Did you catch it? I used [] instead of {}. This put me in markdown mode, so instead of calling the function, I make a bullet point with the text text(size:10pt, parameter) next to it.

picture of bullet points saying the function instead of it’s output

This, of course, didn’t error, so I have no idea what I’m doing wrong, especialy if I’m not much of a programmer. Ok, well I eventually figure out that it’s putting me in markdown mode, so let’s swap the brackets for curly braces. Except, now it doesn’t like me using the - to denote a bullet point! It only likes it when I use the explicit bullet point function. The way that I had it correctly render is to keep the brackets, and put a # in front of every function after:

#let function (paremeters: ("string", "string2")) = {
  for (parameter) in (parameters) [
    - #text(size:10pt, parameter)
    // some other function

This makes sense once you stop and think about it, but it’s annoying for someone who’s new. The typst docs emphasizes again and again that once you start a code block, you don’t need the hashtag anymore. Yet, I’m using a for function that necessitates its use! I dislike how it accepts both markdown mode and codeblock mode (using characters that are visually very similar) and how its used is different from another. If I’m using a function, it should enforce code block mode. At the very least, the compiler should give me a pointer that I’m missing the hashtag or something when I’m in the different modes.

Negative space

This one might be controversial, but I do not like the way it handles spacing between objects. Say I have two lines, and I want to fine tune the spacing between them. They of course have a default spacing, set by their font size. Ok, so I want to take away space, so there’s probably a spacing function for each line of text? No, but there is a vertical spacer.

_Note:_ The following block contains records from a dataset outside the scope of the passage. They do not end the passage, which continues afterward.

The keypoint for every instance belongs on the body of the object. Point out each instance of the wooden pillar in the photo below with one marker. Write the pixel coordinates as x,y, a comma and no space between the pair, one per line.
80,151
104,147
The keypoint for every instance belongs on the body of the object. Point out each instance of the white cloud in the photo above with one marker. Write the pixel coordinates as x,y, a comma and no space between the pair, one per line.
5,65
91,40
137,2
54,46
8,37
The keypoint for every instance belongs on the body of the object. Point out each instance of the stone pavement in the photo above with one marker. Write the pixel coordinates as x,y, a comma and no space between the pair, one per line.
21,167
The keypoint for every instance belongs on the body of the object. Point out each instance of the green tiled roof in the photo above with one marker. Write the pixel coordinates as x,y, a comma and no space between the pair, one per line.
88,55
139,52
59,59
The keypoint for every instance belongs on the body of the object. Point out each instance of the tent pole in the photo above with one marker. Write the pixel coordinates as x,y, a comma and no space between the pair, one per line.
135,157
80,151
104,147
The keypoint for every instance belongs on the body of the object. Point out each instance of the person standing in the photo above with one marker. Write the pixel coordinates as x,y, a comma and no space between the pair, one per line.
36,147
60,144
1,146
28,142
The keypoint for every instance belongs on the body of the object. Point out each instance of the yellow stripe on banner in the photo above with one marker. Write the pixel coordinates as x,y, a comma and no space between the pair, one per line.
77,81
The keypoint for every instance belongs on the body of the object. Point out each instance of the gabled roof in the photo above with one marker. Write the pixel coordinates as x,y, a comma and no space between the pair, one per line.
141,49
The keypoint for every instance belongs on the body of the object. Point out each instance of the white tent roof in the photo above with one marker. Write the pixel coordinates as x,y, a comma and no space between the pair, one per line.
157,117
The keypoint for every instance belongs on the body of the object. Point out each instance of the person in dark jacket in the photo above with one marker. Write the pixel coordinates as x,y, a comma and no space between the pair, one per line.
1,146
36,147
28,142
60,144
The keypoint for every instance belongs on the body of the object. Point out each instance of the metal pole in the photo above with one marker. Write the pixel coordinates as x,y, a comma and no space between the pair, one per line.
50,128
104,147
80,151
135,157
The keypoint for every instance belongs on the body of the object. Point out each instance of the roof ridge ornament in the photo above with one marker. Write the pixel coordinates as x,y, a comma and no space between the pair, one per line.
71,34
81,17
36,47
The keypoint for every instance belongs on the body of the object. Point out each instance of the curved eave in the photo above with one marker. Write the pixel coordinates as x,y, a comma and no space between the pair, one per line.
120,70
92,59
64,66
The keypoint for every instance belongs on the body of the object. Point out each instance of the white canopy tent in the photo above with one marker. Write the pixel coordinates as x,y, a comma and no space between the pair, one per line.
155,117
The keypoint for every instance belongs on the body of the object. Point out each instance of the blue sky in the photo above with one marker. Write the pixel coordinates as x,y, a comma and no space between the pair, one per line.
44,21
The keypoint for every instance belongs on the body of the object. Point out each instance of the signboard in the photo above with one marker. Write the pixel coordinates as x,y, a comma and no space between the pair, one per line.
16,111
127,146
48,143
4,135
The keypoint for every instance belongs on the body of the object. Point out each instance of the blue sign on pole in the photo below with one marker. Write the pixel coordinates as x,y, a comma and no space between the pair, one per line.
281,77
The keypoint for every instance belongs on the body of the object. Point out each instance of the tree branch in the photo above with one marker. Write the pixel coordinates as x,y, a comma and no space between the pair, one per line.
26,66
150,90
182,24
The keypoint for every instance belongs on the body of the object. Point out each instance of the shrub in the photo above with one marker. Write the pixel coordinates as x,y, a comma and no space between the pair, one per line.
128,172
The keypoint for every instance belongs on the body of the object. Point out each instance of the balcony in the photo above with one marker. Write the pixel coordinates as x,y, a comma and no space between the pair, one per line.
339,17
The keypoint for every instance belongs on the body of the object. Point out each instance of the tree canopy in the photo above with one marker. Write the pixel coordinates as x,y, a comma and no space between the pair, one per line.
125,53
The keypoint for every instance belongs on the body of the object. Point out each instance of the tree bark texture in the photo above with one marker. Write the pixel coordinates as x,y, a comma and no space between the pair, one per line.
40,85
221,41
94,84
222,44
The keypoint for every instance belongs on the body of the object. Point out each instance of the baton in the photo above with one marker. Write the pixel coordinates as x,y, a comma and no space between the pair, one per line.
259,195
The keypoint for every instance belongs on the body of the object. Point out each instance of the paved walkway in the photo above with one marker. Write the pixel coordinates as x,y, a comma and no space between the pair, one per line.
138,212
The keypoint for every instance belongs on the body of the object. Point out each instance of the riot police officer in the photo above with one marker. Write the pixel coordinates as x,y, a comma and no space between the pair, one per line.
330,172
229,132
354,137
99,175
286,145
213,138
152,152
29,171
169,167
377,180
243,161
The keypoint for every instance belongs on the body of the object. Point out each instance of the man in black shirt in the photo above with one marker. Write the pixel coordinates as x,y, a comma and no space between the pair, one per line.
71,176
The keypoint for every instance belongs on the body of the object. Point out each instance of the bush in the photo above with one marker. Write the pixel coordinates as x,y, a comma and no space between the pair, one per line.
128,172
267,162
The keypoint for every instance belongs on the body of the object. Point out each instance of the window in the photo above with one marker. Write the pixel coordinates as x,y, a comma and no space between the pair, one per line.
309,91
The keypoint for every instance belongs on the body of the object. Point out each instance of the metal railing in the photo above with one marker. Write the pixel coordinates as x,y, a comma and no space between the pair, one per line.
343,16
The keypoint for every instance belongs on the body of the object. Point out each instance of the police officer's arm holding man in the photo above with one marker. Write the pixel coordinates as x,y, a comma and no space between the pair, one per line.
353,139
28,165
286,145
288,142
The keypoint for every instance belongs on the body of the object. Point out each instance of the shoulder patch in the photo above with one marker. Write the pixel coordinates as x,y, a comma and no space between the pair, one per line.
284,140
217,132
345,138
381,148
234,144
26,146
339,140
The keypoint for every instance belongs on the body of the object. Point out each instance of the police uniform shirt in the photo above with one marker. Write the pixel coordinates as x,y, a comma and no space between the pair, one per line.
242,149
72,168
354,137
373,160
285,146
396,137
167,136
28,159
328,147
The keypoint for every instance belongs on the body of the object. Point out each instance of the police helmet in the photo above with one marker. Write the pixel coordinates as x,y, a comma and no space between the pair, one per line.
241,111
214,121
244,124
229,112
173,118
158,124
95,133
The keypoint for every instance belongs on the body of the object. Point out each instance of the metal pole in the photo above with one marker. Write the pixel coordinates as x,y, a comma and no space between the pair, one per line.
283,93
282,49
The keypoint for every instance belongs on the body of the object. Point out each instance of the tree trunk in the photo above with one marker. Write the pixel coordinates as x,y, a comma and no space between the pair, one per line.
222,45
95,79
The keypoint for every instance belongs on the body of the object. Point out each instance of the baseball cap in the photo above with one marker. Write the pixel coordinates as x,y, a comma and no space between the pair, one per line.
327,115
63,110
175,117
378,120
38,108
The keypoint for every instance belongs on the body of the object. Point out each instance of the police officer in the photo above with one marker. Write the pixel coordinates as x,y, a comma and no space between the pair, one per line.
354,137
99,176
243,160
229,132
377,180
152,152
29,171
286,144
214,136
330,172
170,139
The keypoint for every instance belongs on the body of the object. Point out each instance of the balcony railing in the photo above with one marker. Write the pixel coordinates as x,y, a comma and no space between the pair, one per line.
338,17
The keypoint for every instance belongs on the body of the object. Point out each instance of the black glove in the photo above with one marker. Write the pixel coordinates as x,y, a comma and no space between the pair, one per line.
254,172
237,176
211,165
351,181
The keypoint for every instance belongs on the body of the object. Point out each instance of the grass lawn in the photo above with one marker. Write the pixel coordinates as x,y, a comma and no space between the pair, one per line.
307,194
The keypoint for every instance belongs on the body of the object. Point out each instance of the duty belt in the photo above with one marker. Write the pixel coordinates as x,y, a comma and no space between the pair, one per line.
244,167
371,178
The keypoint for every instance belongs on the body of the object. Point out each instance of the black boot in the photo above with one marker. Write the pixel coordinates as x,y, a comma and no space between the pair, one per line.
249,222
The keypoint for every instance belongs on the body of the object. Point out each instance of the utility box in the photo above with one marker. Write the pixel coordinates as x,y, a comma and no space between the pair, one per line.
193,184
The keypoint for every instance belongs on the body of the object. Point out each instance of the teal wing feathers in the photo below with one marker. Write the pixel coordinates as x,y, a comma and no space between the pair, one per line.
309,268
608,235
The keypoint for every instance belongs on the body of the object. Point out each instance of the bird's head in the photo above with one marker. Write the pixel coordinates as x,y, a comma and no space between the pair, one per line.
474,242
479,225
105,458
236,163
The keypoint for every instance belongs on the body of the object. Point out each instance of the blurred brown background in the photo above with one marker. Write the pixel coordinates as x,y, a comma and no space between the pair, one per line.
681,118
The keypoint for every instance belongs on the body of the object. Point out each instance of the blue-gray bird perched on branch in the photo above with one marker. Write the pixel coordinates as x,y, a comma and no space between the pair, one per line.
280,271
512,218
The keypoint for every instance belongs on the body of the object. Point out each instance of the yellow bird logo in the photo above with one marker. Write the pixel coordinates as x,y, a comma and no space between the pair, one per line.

Oh ok, so I use the vertical spacer, but I want it to take away space, so I put a negative number?

EDIT: Actually, the negative number thing works – sometimes. I wish that this was added in the docs though, since all of the examples only include positive numbers.

No first party LSP

This one is a minor nitpick, but I’d really love a first party LSP. Right now, there’s a community made one. It’s really good actually, but there are some edge cases that I’d like to see worked out. Of course, given that this seems like a pet project, I don’t expect 1:1 feature parity from the creator, so I’d like for someone on the Typst team to step in and make it, especially considering they must have one for their proprietary web app.


Given that I only talked about my gripes with it, I’d like to just make it clear that I think Typst is much better than Latex, and that I’ll be switching to it from now on for all my works. If you’re tired of Latex or just looking to get into it, I’d point you to Typst first.